50-60 kg/mm2 class four high strength steels and their welded joints were heated for various time at various temperatures 300-550°C in 200 kg/cm2 hydrogen, and the changes of their mechanical properties and structures were studied at room temperaure. The process of embrittlement in longtime testing and embrittlement limits of these steeles caused by heating in hydrogen at high temperatures and high pressures were discussed.
The results obtained were as follows.
(1) Steels which were heated at high temperatures and high hydrogen pressures became brittle and remarkably decreased the mechanical strength and the ductility, besides both hardness and carbon content decreased, many inner cracks initiated and fissured at grain boundaries. Then this grain boundaries fissuring gave rise to deterioration of materials.
(2) An addition of carbide forming elements, Mo and Cr, and the heat treatment as normalizing and tempering increase the resistanse to hydrogen attack and raise embrittlement limits.
(3) The welded joints are easy to become brittle in the heat-affected zone, because of the coarse grain size, therefore they decrease more severely the resistanse to hydrogen attack than the base steels.
(4) At a constant temperature and pressure, it requires an incubation time (t) to become brittle and a plot of In t vs. reciprocal of heating absolute tempereture holds a straight line relationship.

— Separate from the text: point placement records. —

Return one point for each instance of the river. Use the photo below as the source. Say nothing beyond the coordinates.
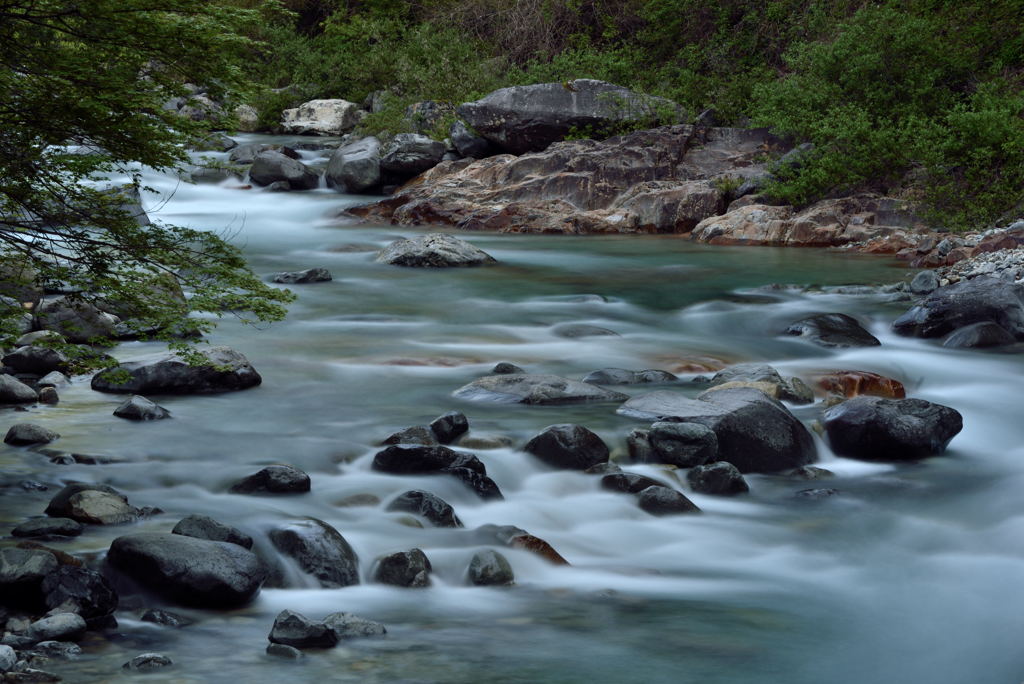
(910, 573)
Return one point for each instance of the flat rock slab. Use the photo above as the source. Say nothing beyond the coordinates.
(192, 571)
(435, 250)
(755, 432)
(225, 371)
(539, 389)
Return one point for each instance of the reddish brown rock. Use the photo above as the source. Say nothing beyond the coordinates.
(855, 383)
(659, 180)
(538, 546)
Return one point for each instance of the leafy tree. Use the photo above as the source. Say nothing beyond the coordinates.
(96, 74)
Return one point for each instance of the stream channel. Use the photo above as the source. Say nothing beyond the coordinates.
(911, 572)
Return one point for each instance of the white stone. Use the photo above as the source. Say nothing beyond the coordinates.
(321, 117)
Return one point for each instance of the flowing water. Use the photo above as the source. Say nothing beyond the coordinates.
(910, 573)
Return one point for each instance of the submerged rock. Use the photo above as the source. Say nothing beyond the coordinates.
(302, 276)
(877, 429)
(22, 434)
(979, 336)
(521, 119)
(489, 568)
(983, 299)
(658, 500)
(273, 479)
(717, 478)
(682, 444)
(15, 391)
(406, 568)
(225, 371)
(205, 527)
(320, 550)
(569, 446)
(192, 571)
(624, 377)
(450, 427)
(540, 389)
(855, 383)
(755, 432)
(833, 330)
(426, 505)
(435, 250)
(140, 409)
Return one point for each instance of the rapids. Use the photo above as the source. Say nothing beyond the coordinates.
(910, 573)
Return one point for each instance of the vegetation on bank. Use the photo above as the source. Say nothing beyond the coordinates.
(83, 88)
(919, 98)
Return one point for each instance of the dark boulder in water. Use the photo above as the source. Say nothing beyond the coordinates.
(569, 446)
(833, 330)
(875, 429)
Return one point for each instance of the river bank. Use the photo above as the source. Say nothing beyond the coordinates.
(740, 590)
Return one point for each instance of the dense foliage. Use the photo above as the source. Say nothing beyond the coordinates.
(922, 98)
(82, 88)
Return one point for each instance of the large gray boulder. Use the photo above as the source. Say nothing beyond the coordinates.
(355, 167)
(435, 250)
(226, 371)
(540, 389)
(320, 550)
(876, 429)
(409, 155)
(755, 432)
(192, 571)
(271, 167)
(521, 119)
(978, 300)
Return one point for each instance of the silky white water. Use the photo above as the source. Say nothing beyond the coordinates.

(5) According to this straight line relationship, it is possible to extrapolate a critical temperature of embrittlement limits at a long time about each meterial.
(6) The activation energies of embrittlement on the kinetics of hydrogen attack were calculated, but they were fairely larger than each activation energy for diffusion of hydrogen and carbon through iron. Therefore, the process of hydrogen attack will not be the hydrogen and carbon diffusion-controlled behavior. Also, it is considered that the embrittlement process is related to the temperature dependence of the movement of dislocations and vacancies in the prepicitation and crack growth process of the methane gas in carbide-hydrogen reactions. But it will be necessary to make more detailed experiments to explain the mechanism of it.